This past week, an airline company with a reputation for punctuality, and with one of the best reliability records in the industry, was left dumbfounded as over 1,000 flights worldwide were grounded. No, we’re not talking about Southwest Airlines. This time, it’s Delta.

Like Southwest, the cause is IT-related: a power control module failed. Also like Southwest, backup systems were supposed to kick-in and, familiarly, they did not. This created a cascading effect as multiple systems failed in succession. Reservation systems, boarding pass creation, crew and gate assignments… they all went down.
Delta Airlines IT Failure
Delta’s CEO, Ed Bastian, was perhaps the most exasperated of all, explaining that “hundreds of millions of dollars” were spent on IT upgrades and backups “to prevent what happened yesterday from occurring.” Mr. Bastian lamented, “This is not who we are,” which may be true but does little to assuage the frustration felt by tens of thousands stranded passengers in the US, Japan, Italy, and UK.

In today’s world, airline flight is a highly choreographed affair: flights land in faraway destinations, flight crews disembark, rest, and are assigned to subsequent flights. The smooth transportation of international travelers depends on many moving parts. When that dance is interrupted, chaos ensues. One singular problem, like Delta’s failed power control module, creates a domino effect of mammoth proportions. At the heart of all this is not the logistics, however, but the passengers who are inconvenienced. Wide-scale anger, frustration, and helplessness are all emotions that have huge impacts on future travel decisions and the corporate bottom line.

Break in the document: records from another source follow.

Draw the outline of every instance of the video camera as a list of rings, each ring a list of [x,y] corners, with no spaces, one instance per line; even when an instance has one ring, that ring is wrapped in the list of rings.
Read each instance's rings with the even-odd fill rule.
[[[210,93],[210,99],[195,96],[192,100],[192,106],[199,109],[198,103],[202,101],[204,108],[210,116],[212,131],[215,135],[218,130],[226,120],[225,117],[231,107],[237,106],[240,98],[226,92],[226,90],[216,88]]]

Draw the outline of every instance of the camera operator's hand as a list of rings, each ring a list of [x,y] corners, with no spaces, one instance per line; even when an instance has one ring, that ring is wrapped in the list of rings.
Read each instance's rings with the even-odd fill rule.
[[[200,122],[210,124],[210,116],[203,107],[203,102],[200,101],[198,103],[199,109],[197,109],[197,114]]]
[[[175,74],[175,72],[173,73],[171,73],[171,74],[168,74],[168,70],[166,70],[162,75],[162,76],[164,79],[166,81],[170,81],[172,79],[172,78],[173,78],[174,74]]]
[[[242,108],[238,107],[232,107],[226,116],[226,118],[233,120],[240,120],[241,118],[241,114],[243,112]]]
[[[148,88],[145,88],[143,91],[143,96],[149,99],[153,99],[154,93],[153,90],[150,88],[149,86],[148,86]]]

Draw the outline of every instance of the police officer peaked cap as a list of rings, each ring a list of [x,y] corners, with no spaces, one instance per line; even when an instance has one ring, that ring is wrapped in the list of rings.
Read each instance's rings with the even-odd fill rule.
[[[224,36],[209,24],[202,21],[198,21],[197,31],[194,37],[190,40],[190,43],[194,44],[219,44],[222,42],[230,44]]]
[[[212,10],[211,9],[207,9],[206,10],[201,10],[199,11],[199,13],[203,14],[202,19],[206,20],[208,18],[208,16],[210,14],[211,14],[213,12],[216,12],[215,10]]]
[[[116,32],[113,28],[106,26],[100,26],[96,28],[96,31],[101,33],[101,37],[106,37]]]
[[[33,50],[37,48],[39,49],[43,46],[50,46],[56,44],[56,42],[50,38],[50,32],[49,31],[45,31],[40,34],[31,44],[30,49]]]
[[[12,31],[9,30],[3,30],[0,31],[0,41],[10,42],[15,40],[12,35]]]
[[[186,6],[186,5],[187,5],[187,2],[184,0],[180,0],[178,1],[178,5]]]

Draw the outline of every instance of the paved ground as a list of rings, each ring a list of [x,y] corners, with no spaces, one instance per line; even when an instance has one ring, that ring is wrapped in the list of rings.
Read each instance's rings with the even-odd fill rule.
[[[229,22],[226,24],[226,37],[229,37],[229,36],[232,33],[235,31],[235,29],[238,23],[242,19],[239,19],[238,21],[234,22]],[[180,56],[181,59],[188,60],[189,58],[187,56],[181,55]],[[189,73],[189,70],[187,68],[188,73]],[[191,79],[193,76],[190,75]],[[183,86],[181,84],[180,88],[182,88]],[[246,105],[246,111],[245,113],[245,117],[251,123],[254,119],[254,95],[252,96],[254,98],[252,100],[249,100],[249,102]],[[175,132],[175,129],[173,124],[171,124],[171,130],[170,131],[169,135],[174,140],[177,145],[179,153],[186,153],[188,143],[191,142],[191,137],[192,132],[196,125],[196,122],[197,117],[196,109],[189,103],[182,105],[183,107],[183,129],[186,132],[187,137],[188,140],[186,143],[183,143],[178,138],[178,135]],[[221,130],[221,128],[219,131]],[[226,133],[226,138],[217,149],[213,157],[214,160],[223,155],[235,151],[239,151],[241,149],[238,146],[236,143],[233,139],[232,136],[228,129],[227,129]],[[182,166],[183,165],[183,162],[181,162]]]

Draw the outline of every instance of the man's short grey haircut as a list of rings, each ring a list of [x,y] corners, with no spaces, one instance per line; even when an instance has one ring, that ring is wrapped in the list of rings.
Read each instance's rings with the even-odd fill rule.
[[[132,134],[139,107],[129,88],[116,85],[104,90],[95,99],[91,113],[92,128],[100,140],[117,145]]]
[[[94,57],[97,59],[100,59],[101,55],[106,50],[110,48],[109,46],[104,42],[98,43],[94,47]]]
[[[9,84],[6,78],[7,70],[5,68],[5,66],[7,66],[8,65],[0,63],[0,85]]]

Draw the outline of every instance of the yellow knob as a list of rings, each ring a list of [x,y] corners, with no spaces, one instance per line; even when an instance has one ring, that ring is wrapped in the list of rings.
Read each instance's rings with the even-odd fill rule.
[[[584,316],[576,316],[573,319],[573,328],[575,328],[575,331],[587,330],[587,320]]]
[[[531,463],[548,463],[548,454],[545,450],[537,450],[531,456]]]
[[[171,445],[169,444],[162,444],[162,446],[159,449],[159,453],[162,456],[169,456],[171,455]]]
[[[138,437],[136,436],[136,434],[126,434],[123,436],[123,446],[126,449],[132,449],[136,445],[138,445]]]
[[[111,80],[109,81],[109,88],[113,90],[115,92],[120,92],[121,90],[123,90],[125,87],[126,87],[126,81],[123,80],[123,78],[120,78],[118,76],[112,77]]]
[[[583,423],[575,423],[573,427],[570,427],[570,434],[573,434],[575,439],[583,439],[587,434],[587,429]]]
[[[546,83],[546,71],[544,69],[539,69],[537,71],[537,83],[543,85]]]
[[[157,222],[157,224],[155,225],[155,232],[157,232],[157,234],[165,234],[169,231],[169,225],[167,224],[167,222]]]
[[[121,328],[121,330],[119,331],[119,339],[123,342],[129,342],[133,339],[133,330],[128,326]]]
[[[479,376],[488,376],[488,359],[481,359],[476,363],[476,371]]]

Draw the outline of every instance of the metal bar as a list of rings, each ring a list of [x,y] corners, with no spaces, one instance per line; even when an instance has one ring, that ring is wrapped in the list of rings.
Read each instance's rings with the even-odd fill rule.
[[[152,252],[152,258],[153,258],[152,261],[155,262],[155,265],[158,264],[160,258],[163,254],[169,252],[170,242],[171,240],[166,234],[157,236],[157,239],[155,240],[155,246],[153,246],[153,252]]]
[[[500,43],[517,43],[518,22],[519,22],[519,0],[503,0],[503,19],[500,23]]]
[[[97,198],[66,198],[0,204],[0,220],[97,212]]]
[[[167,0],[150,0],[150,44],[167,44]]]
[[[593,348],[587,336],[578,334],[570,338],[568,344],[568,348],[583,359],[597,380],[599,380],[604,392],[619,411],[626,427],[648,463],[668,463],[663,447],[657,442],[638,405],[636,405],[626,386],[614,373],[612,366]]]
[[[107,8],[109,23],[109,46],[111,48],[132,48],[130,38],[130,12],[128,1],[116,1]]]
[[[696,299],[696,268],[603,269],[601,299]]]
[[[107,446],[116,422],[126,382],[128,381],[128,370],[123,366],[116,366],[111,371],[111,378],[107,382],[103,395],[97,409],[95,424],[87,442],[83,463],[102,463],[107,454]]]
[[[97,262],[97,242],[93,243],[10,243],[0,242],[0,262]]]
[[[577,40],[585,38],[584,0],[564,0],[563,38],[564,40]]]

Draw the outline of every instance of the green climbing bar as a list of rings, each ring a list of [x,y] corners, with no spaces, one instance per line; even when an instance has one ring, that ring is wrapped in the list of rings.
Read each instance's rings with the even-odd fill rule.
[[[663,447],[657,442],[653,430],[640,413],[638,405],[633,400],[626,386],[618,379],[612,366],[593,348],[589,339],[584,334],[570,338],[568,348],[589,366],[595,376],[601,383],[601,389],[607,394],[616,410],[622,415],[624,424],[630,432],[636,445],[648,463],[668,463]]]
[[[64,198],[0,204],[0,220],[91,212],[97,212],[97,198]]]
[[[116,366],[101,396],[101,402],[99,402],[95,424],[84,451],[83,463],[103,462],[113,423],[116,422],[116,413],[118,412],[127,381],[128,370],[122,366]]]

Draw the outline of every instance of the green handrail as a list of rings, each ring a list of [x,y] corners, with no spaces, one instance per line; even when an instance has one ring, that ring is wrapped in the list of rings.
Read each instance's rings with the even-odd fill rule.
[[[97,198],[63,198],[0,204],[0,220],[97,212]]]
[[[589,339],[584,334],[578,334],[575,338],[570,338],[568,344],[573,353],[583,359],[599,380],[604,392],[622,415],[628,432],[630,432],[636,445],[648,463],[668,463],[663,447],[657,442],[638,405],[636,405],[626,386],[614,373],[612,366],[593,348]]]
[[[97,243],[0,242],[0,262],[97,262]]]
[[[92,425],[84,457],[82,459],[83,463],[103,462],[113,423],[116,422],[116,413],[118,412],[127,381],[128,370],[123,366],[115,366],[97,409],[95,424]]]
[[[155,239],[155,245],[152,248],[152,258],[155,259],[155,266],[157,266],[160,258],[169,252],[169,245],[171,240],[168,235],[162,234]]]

What’s Your Excuse, Delta?

In the case of Southwest Airlines’ service stoppage, a router was blamed as the culprit. But, as our CEO Scott Restivo explained , it was about more than a mere piece of computer hardware. A look at the bigger picture reveals a company whose employee unions contend that stock performance takes precedence over IT infrastructure investment, to the detriment of both passengers and the company itself.

In the case of Delta, there seems to be a clear incongruence between spending “hundreds of millions of dollars” on IT infrastructure upgrades and a power control module failure that ground the company to a halt for multiple days. Obviously something is missing in this equation, but what is it?

Aviation analysts have been largely critical of the industry’s mega-mergers and overall ability to keep up with technology, stating that “the meltdown … raises questions about whether a recent wave of four U.S. airline mergers that created four large carriers controlling 85% of domestic capacity has built companies too large and too reliant on IT systems that date from the 1990s.”

Process Inefficiency: Different Sector, Same Story

At this stage we can only speculate as to why Delta’s systems failed so spectacularly. Whether it’s outdated equipment or improperly merged systems, ultimately the real problem goes much deeper: process inefficiency.

In our whitepaper, ITIL Lite: Service Management for SMBs, we discuss how a unstructured approach to IT causes process inefficiency. Some characteristics include focusing on reactive fire-fighting policies, informal processes, in-house development, and isolated silos of knowledge. Even though our whitepaper is directed at small-to mid-sized businesses, this approach to IT is also present in large corporations. Inefficient companies, whether large or small, can’t see the forest for the trees: they are wholly reactive (replace a part when it’s broken) instead of proactive (find issues before they become problems).

When it comes to colossal IT failures, it’s easy to be distracted by blithe headlines, such as faulty routers and worn-out power control modules. These are simple, digestible, and nicely wrapped for public consumption: “Oh, it was just a faulty router. Just replace it and we’re good-to-go.”

The real reasons why complex systems fail, however, can only be found by digging deeper: When was the part last serviced? Why wasn’t it replaced before it was broken? Which IT employees submitted service requests? And, to cut to the chase, what process was lacking? Why wasn’t a comprehensive process in-place that was capable of discovering potential problems?

Embracing the ITSM Methodology

Here at Crow Canyon we have designed our solutions with a strong focus on ITSM and ITIL. These are well-established best practice methodologies designed to foster collaboration, communication, analytics, and knowledge sharing. We embrace the basic premises of IT Service Management, which are process-centric, proactive, accountable, scalable, and customer oriented. They put the onus on IT Management to implement a process-based approach, and our products are designed to facilitate those processes with robust tracking, reporting, asset management, service request, and analytics functionality.

Any size organization can benefit with cost-savings, smooth operations, quick recover from failures, greater overall efficiency — and better-served employees and customers — by embracing an ITSM approach. Both Delta and Southwest, as well as their many passengers, are now well-aware of what happens when IT is given short-shrift or too many outdated systems conflict with each other. Every company would be smart to adopt the ITSM/ITIL approach with the right procedures and policies in place — and the software to implement it — before IT failures impact the bottom line.